Sept mers et treize rivières : Monica Ali


Monica Ali
Sept mers et treize rivières
Titre original : Brick Lane
Traduit de l’anglais par Isabelle Maillet
460 pages
20,60 euros
ISBN : 2-7144-3953-5
Belfond 2004

Les deux sœurs

Difficile de démarrer une carrière de romancière sous de meilleurs auspices ! En effet, avant même la parution officielle de son premier roman, Brick Lane (titre anglais de Sept mers et treize rivières) en 2003, Monica Ali était choisie par le jury du prestigieux magazine Granta pour figurer dans sa sélection des 20 meilleurs auteurs britanniques de la décennie.
De père bangladais et de mère anglaise, la jeune femme n’a pas longtemps vécu à Dacca où elle est née en 1967. Fuyant la guerre civile qui éclate en 1971, sa famille regagne alors définitivement l’Angleterre.

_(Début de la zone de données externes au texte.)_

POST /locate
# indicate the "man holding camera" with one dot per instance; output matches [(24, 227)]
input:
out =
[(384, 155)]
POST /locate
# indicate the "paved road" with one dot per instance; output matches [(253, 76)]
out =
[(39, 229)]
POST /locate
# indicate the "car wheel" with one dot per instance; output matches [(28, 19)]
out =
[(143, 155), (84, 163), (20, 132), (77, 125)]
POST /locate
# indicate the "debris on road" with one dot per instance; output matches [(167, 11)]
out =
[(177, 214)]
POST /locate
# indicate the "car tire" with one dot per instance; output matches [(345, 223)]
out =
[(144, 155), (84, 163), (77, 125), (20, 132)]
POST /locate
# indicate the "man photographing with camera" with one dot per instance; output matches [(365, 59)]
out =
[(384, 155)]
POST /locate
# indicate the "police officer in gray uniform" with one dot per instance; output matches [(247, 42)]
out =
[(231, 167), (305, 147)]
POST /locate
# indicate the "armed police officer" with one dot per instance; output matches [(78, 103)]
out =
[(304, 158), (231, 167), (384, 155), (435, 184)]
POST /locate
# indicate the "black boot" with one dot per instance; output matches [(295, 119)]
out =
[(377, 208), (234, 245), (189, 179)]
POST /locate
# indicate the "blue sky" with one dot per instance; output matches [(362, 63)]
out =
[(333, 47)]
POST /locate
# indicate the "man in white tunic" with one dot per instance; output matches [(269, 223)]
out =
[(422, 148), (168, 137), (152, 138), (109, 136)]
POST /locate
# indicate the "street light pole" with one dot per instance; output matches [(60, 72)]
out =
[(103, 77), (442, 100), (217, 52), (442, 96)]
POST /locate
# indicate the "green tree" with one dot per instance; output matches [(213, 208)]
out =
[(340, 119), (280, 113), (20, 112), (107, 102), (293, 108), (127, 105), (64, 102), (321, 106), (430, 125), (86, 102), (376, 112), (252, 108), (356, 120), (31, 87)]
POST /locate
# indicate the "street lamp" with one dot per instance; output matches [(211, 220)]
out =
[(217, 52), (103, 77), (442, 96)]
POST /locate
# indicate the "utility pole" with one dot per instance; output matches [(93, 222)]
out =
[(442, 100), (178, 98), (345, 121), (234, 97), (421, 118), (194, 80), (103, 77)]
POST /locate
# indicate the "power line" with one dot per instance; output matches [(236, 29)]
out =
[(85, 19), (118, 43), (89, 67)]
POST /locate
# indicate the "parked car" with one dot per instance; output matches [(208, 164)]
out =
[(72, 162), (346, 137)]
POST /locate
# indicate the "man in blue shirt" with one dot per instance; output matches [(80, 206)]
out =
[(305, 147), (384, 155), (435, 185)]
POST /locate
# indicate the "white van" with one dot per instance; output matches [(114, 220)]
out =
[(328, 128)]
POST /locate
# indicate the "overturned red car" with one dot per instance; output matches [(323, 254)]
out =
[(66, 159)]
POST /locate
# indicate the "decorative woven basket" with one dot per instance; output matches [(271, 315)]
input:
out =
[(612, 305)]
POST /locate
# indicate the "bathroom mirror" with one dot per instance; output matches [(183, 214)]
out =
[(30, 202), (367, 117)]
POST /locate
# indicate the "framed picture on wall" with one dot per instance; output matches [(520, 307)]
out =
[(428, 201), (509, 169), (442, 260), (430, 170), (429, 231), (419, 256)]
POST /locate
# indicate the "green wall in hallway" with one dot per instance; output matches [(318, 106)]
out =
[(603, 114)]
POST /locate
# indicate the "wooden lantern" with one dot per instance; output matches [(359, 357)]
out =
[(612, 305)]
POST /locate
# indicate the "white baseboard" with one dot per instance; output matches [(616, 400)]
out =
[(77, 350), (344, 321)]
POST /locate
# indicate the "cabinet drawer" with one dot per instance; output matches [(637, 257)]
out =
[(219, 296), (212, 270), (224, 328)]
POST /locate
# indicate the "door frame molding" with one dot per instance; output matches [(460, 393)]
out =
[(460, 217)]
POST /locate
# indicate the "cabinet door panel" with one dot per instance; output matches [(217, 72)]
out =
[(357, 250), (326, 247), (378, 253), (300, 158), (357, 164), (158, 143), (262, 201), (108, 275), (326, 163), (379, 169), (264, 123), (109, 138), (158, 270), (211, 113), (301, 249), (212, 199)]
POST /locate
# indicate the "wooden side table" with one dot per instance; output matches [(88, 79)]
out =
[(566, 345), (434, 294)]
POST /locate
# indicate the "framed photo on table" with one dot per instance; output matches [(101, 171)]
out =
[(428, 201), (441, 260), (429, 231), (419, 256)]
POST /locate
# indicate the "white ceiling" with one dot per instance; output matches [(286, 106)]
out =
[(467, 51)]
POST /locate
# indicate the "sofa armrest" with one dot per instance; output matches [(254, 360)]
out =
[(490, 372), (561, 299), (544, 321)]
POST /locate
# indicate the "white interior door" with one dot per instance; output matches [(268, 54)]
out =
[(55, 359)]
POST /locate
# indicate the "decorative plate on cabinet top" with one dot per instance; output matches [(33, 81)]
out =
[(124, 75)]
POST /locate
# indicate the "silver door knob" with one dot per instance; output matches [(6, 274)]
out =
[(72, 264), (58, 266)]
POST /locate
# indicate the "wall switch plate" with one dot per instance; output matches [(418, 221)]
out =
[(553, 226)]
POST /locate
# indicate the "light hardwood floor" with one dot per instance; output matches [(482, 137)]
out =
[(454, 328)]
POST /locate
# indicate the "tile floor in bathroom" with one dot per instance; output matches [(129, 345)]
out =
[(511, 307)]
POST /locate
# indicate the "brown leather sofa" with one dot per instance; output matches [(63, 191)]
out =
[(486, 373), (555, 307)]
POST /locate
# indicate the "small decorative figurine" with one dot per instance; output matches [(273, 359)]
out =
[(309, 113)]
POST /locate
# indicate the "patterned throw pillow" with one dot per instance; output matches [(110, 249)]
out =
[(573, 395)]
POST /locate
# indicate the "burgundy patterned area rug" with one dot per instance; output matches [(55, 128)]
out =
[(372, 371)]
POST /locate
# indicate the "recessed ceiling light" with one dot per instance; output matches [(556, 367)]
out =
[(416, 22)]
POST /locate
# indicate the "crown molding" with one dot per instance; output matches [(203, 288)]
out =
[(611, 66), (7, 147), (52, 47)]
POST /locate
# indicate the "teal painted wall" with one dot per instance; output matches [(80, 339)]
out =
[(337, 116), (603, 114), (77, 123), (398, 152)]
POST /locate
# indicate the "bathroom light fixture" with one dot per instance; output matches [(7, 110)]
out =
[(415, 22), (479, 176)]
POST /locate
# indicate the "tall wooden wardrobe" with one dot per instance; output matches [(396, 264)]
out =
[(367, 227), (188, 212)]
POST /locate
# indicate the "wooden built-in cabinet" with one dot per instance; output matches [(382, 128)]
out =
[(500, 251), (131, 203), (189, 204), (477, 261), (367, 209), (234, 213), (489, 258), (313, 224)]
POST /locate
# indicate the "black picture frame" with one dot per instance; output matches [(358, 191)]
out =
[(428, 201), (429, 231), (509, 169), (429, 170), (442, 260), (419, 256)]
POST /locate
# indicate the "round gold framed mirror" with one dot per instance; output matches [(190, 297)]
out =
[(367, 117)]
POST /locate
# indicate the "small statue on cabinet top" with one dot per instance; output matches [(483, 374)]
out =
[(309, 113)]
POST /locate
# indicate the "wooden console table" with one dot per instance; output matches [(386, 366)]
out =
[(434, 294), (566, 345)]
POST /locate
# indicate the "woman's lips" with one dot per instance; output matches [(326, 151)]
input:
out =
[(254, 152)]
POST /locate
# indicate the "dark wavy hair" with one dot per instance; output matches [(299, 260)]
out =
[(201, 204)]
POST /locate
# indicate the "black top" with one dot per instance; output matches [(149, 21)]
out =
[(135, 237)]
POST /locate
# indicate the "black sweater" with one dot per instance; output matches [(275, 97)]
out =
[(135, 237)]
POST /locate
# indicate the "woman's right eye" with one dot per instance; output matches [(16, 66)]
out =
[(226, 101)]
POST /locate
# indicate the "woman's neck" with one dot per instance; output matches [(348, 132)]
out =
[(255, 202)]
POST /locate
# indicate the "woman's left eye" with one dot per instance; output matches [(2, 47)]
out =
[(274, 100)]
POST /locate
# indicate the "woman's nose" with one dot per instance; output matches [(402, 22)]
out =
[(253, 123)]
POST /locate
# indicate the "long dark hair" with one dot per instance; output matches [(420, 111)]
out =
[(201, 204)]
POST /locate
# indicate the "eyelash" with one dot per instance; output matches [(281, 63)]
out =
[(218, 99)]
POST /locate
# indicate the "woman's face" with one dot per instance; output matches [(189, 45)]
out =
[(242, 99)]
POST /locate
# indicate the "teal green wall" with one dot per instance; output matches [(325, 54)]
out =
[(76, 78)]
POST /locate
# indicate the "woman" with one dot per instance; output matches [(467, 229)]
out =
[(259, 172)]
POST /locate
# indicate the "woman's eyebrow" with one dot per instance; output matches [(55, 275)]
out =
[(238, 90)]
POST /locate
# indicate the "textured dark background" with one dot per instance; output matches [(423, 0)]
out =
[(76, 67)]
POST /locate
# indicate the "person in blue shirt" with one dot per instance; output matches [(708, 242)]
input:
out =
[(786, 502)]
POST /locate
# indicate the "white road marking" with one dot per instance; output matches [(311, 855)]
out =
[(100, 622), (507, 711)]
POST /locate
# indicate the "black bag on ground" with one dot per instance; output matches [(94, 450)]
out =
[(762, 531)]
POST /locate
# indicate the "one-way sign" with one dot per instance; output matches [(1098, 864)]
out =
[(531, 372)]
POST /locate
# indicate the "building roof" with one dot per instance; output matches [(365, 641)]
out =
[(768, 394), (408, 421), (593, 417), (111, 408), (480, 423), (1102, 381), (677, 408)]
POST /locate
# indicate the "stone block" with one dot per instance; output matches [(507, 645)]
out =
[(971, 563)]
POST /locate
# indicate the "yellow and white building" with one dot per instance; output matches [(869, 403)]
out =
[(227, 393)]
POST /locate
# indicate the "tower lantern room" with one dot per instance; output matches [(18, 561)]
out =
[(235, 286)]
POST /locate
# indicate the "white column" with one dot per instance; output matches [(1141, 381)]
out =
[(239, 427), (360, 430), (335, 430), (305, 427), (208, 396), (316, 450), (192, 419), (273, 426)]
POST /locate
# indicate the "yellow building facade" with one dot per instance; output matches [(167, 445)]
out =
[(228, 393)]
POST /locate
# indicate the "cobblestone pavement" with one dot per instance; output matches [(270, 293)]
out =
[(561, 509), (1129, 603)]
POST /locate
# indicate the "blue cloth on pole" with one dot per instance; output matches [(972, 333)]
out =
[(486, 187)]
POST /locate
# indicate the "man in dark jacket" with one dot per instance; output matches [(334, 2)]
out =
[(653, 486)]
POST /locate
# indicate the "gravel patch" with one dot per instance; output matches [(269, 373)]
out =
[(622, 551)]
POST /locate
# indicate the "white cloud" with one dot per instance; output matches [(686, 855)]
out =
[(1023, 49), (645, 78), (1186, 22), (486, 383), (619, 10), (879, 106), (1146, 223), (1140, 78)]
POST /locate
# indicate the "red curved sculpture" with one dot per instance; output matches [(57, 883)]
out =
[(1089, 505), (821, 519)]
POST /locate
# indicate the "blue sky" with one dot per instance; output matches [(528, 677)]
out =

Cependant, les souvenirs du père bercent l’enfance de la petite fille, ainsi nourrie d’une double culture. Source d’enrichissement ou de mal-être selon les cas, ce phénomène suscite outre-Manche une abondante littérature.
Tout comme Hanif Kureishi ou Zadie Smith dans son premier roman White teeth (Sourires de loup en français), Monica Ali exploite donc le thème de l’Angleterre multiraciale et des difficultés rencontrées par les immigrés de la première et de la deuxième générations. Elle apporte un regard différent, empreint de distance.
« Ce qu’on ne peut pas changé doit être enduré. Et comme rien ne pouvait être changé, il fallait tout endurer. Ce principe gouvernerait son existence. C’était à la fois un mantra, un état d’esprit et un défi. »
Laissée pour morte à sa naissance et remise entre les mains de Dieu par sa mère, Nazneen, le personnage principal de Sept mers et treize rivières, survit contre toute attente. Cet épisode façonne le caractère de la fillette et la conduit à accepter sans broncher quelques années plus tard le mariage arrangé que son père lui impose. Nazneen quitte sa province du Bangladesh et part pour Londres épouser Chanu. Seule dans la tour de sa cité, la jeune femme ne ressent au départ guère d’attirance pour ce mari de 20 ans son aîné, trop bavard et souvent un peu ridicule. Chanu accumule diplômes et certificats dans l’espoir, malheureusement absurde, que son savoir lui permettra de gravir les échelons de la société britannique.
Le seul lien que Nazneen conserve avec le pays natal sont les lettres qu’elle échange avec sa sœur. Hasina, elle, a choisi l’action et s’est enfuie avec son amant pour échapper à un destin similaire, s’attirant l’opprobre public et le rejet familial.
Au fil des années, Nazneen, devenue mère, s’enhardit, se fait des amies, prend un amant et s’habitue en fin de compte très bien à l’Angleterre, suivant en cela une trajectoire inverse à celle de son mari qui ne se voyant pas reconnu à sa juste valeur, se réfugie dans l’espoir d’un retour au pays. Sa vision idéalisée du Bangladesh contraste avec la réalité de la vie d’Hasina qui paye au prix fort sa volonté d’indépendance dans une société qui bafoue de manière intolérable les droits de la femme. Si Monica Ali dénonce les tares et faiblesses bangladaises, elle sait également montrer du doigt les injustices et le racisme anglais, étudiant avec minutie le phénomène complexe de l’acculturation. Sept mers et treize rivières foisonne d’idées, mises en scène avec sensibilité et tendresse.
La critique anglophone a voulu voir en Monica Ali une nouvelle Zadie Smith. Le compliment, quelque peu empoisonné, encourage à la comparaison.
Sur l’intelligence du propos, Monica Ali rejoint sans conteste Zadie Smith. Son style, par contre, ne possède pas le même caractère flamboyant. Elle ne joue pas avec la langue comme le fait sa consoeur mais l’utilise sans grande originalité.
C’est, sans doute, le seul reproche que l’on peut adresser à ce roman, par ailleurs excellent.